Yep, I'll definitely document as I go. For now, the first question is where to begin? As much as I'd love to get some debris fields on the table, I think step one will be to mess around with asteroids. I've got a whole bag of lava rocks, so there's no shortage of test subjects.

1. I'll try out the cut-out bases, since I've got them. I suppose, since I'll be needing to have the posts be removable, that I'm not committed to using the cut-outs. I could have the cut-outs, the disk bases, and the posts entirely separately. Just plug the posts into whatever base you want.

2. Sadly, I have no soldering equipment. But I did just see a video for X-Wing (why does X-Wing get all the good how-tos?) that recommends scarring and cutting models using a nail, driven through a cork to hold it, heated over a candle flame.

3. The dust fields I'll get to after. I'll try with the cotton I've got already, but it may require another trip to the crafts store.

4. Yeah, I've got more Star Trek ships, but I'm concerned some of them might be too recognizable.
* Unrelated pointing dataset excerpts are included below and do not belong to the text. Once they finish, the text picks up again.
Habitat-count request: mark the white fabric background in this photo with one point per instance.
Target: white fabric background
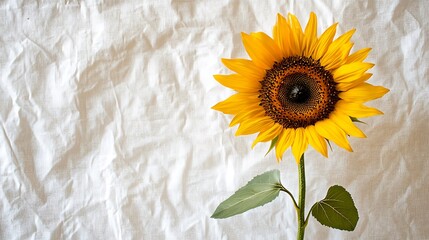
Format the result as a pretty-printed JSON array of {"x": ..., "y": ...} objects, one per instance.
[{"x": 107, "y": 132}]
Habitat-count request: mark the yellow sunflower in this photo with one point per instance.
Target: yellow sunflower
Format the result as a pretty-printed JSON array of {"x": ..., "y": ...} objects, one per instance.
[{"x": 299, "y": 88}]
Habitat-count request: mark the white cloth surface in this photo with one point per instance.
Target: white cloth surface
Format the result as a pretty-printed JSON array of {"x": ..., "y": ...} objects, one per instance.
[{"x": 107, "y": 130}]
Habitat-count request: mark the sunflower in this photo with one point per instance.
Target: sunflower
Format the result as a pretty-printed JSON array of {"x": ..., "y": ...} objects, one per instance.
[{"x": 299, "y": 88}]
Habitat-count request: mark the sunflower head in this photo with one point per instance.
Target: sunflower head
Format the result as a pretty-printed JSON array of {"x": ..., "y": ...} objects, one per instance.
[{"x": 299, "y": 88}]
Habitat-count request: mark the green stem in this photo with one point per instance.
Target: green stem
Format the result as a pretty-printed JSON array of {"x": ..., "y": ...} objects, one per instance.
[{"x": 301, "y": 200}]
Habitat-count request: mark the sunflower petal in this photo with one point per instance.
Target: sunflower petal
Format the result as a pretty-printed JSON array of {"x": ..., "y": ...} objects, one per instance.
[
  {"x": 324, "y": 42},
  {"x": 238, "y": 83},
  {"x": 254, "y": 125},
  {"x": 245, "y": 68},
  {"x": 357, "y": 110},
  {"x": 300, "y": 144},
  {"x": 344, "y": 86},
  {"x": 286, "y": 139},
  {"x": 345, "y": 123},
  {"x": 338, "y": 51},
  {"x": 269, "y": 134},
  {"x": 262, "y": 49},
  {"x": 363, "y": 93},
  {"x": 358, "y": 56},
  {"x": 281, "y": 34},
  {"x": 316, "y": 141},
  {"x": 235, "y": 103},
  {"x": 329, "y": 130},
  {"x": 310, "y": 35},
  {"x": 297, "y": 34},
  {"x": 351, "y": 72}
]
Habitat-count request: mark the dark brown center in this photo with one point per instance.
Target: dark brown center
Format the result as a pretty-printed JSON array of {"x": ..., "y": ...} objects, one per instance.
[{"x": 298, "y": 92}]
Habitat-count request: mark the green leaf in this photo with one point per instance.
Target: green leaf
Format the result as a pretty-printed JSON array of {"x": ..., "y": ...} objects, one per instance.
[
  {"x": 273, "y": 143},
  {"x": 337, "y": 210},
  {"x": 356, "y": 120},
  {"x": 260, "y": 190}
]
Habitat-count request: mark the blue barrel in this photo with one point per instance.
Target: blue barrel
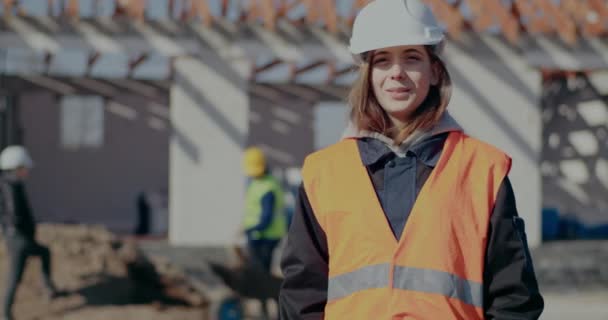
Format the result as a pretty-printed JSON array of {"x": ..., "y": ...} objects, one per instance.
[{"x": 230, "y": 309}]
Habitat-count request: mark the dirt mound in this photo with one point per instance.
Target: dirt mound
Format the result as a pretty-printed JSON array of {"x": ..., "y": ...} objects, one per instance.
[{"x": 104, "y": 277}]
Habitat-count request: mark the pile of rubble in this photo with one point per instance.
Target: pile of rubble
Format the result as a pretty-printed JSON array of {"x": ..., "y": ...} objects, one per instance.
[{"x": 105, "y": 277}]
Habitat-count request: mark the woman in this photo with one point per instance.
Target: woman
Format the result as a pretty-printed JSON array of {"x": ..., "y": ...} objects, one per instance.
[{"x": 407, "y": 217}]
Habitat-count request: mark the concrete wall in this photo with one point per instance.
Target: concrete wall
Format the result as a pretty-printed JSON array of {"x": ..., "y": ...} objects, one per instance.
[
  {"x": 96, "y": 185},
  {"x": 209, "y": 112},
  {"x": 496, "y": 97},
  {"x": 281, "y": 125}
]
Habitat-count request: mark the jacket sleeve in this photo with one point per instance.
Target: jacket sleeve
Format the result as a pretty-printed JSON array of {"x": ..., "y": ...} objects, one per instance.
[
  {"x": 510, "y": 286},
  {"x": 305, "y": 266}
]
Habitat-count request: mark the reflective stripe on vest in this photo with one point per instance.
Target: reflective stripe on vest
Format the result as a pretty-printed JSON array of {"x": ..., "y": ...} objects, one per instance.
[
  {"x": 413, "y": 279},
  {"x": 435, "y": 269}
]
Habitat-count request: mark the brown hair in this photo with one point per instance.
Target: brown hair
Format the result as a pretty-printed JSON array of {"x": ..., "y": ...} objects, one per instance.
[{"x": 367, "y": 114}]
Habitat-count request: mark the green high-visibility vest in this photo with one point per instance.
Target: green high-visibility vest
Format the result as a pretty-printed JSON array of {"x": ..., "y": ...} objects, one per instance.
[{"x": 253, "y": 208}]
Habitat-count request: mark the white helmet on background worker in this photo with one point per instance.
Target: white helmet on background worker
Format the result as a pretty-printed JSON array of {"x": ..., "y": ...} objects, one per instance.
[
  {"x": 14, "y": 157},
  {"x": 391, "y": 23}
]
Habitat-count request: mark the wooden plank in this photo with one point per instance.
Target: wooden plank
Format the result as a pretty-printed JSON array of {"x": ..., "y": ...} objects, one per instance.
[
  {"x": 312, "y": 11},
  {"x": 136, "y": 62},
  {"x": 72, "y": 9},
  {"x": 224, "y": 7},
  {"x": 357, "y": 5},
  {"x": 331, "y": 16},
  {"x": 8, "y": 8},
  {"x": 269, "y": 14},
  {"x": 91, "y": 62},
  {"x": 257, "y": 70},
  {"x": 509, "y": 24},
  {"x": 286, "y": 6},
  {"x": 449, "y": 15},
  {"x": 483, "y": 16},
  {"x": 600, "y": 8},
  {"x": 137, "y": 9},
  {"x": 201, "y": 7},
  {"x": 295, "y": 71},
  {"x": 529, "y": 10},
  {"x": 562, "y": 23}
]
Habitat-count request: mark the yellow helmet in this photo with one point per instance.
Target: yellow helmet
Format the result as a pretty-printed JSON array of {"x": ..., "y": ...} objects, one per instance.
[{"x": 254, "y": 162}]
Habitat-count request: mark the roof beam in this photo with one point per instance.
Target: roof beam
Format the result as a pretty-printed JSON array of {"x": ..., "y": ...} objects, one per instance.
[
  {"x": 270, "y": 14},
  {"x": 295, "y": 71},
  {"x": 565, "y": 27},
  {"x": 201, "y": 8},
  {"x": 591, "y": 15},
  {"x": 312, "y": 11},
  {"x": 72, "y": 9},
  {"x": 286, "y": 6},
  {"x": 259, "y": 69},
  {"x": 357, "y": 5},
  {"x": 599, "y": 8},
  {"x": 331, "y": 16},
  {"x": 483, "y": 17},
  {"x": 224, "y": 7},
  {"x": 8, "y": 8},
  {"x": 136, "y": 62},
  {"x": 509, "y": 24},
  {"x": 93, "y": 58},
  {"x": 49, "y": 83},
  {"x": 450, "y": 15}
]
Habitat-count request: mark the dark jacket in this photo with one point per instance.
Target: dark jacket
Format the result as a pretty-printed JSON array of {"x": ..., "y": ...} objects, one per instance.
[
  {"x": 510, "y": 287},
  {"x": 15, "y": 212}
]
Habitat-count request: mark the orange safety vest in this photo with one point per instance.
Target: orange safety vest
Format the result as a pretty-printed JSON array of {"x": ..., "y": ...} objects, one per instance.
[{"x": 435, "y": 270}]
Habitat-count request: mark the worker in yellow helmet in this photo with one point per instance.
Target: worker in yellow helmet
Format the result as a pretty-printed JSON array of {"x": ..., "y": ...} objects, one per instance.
[{"x": 264, "y": 222}]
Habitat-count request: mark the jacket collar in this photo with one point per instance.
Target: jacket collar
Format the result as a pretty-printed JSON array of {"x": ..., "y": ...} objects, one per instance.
[{"x": 426, "y": 146}]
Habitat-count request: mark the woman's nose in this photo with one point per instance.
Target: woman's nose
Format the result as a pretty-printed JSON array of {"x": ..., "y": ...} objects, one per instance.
[{"x": 396, "y": 71}]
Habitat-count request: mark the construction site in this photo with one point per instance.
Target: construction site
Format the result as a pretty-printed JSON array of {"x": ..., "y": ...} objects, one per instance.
[{"x": 131, "y": 104}]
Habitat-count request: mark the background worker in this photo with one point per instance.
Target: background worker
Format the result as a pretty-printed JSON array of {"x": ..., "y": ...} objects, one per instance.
[
  {"x": 18, "y": 224},
  {"x": 407, "y": 217},
  {"x": 264, "y": 222}
]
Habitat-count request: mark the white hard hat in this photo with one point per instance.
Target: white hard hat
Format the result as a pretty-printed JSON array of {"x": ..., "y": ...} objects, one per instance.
[
  {"x": 390, "y": 23},
  {"x": 13, "y": 157}
]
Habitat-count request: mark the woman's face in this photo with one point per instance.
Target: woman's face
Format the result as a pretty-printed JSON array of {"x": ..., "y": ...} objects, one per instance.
[{"x": 401, "y": 78}]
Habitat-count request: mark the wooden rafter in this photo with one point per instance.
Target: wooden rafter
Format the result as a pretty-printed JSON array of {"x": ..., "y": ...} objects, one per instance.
[
  {"x": 259, "y": 69},
  {"x": 483, "y": 18},
  {"x": 224, "y": 7},
  {"x": 529, "y": 10},
  {"x": 599, "y": 8},
  {"x": 312, "y": 11},
  {"x": 509, "y": 24},
  {"x": 287, "y": 5},
  {"x": 8, "y": 7},
  {"x": 450, "y": 15},
  {"x": 357, "y": 5},
  {"x": 136, "y": 62},
  {"x": 137, "y": 9},
  {"x": 48, "y": 57},
  {"x": 93, "y": 58},
  {"x": 270, "y": 15},
  {"x": 562, "y": 23},
  {"x": 295, "y": 71},
  {"x": 254, "y": 11},
  {"x": 579, "y": 11},
  {"x": 201, "y": 8},
  {"x": 72, "y": 9}
]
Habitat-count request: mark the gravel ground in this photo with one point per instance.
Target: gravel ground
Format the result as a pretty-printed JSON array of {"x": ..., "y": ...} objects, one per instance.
[{"x": 105, "y": 278}]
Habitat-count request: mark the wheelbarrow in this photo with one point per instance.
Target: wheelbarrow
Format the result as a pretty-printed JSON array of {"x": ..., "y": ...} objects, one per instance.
[{"x": 248, "y": 279}]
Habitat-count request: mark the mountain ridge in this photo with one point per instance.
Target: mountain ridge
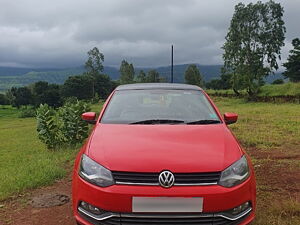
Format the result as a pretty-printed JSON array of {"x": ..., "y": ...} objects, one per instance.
[{"x": 14, "y": 76}]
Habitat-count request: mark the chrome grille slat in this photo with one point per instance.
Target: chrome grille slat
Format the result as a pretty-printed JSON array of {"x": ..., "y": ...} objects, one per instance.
[{"x": 182, "y": 179}]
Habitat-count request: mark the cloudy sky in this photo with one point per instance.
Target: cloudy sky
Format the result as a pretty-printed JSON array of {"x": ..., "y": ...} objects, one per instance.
[{"x": 58, "y": 33}]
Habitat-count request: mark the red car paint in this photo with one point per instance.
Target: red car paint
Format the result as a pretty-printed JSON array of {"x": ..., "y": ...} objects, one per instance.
[{"x": 154, "y": 148}]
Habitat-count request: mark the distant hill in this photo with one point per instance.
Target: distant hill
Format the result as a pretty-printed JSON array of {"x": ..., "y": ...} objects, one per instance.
[{"x": 11, "y": 76}]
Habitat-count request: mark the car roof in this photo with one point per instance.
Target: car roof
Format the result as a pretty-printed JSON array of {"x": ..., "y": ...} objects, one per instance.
[{"x": 168, "y": 86}]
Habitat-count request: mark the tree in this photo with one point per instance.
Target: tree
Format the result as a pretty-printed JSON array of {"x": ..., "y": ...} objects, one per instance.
[
  {"x": 293, "y": 63},
  {"x": 94, "y": 64},
  {"x": 192, "y": 75},
  {"x": 142, "y": 77},
  {"x": 80, "y": 86},
  {"x": 253, "y": 44},
  {"x": 152, "y": 77},
  {"x": 127, "y": 73}
]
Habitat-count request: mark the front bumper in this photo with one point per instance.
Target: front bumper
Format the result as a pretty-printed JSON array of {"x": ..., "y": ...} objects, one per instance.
[{"x": 117, "y": 203}]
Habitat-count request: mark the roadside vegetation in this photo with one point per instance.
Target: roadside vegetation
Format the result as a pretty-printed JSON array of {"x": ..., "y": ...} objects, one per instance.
[
  {"x": 268, "y": 132},
  {"x": 270, "y": 135},
  {"x": 25, "y": 162},
  {"x": 286, "y": 89}
]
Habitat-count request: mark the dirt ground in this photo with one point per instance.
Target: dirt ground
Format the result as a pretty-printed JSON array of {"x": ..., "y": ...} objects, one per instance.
[
  {"x": 19, "y": 211},
  {"x": 274, "y": 171}
]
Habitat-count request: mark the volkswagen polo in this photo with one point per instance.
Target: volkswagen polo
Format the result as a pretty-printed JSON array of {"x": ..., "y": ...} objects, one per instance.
[{"x": 162, "y": 154}]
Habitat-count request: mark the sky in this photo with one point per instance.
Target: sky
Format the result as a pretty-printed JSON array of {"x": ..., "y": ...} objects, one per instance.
[{"x": 58, "y": 33}]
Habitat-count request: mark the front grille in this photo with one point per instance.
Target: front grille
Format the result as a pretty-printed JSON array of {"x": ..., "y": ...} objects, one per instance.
[
  {"x": 165, "y": 219},
  {"x": 168, "y": 219},
  {"x": 133, "y": 178}
]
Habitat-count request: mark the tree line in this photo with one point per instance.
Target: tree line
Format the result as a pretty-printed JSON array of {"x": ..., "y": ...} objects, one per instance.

I've got a DS9 that might be good as space junk if its chopped into its component spars.

5. Got a picture of the type of screw you had in mind? Google Images returns an eclectic hodge podge.

Something like this: https://www.fastenal.com/products/details/0162744

Probably with a rounder top. Fill in everything (Phillips top, spiral incline on shank) with some modeling putty. Go to any hardwares store and look in the hardware section and you're bound to find something.

Awesome, I have been waiting for someone with ideas to tackle the obstacles. I have meteors on stems, but was wondering how to cut the bases to the same shape as the cards. Are you going to post updates as you go?

Simple, you make a mold of the various obstacles and then make a cast of them in an epoxy resin. If you keep the cardboard sprues, then you can cast off them as is.

Just picked up a federation docking station like yours online. A few mods and it will make a great station.

The way I got the outlines was to buy a 1/4" sheet of transparent acrylic and trace the shapes onto it. Then I used a scroll saw to cut them out. It was kind of dangerous to cut tiny jigsaw shapes of a tough material like that with my hands so close to the blade, but maybe I'm just a bad carpenter.

This sounds like an excellent excuse to get a Rotozip!

If you can find them, some of the plastic cruisers from Battlefleet Gothic would make great space debris. The pieces are modular and the hard plastic cuts easily with a saw. The scale is similar enough, and I think making them faction-neutral makes the terrain more interesting. "What ship was this? Who blew it up? What was it doing here?" That sort of thing. In that vein, Macross ships could be fun, too.

Otherwise, any small-scale (1:7000 or smaller) plastic toys or models will work, I think.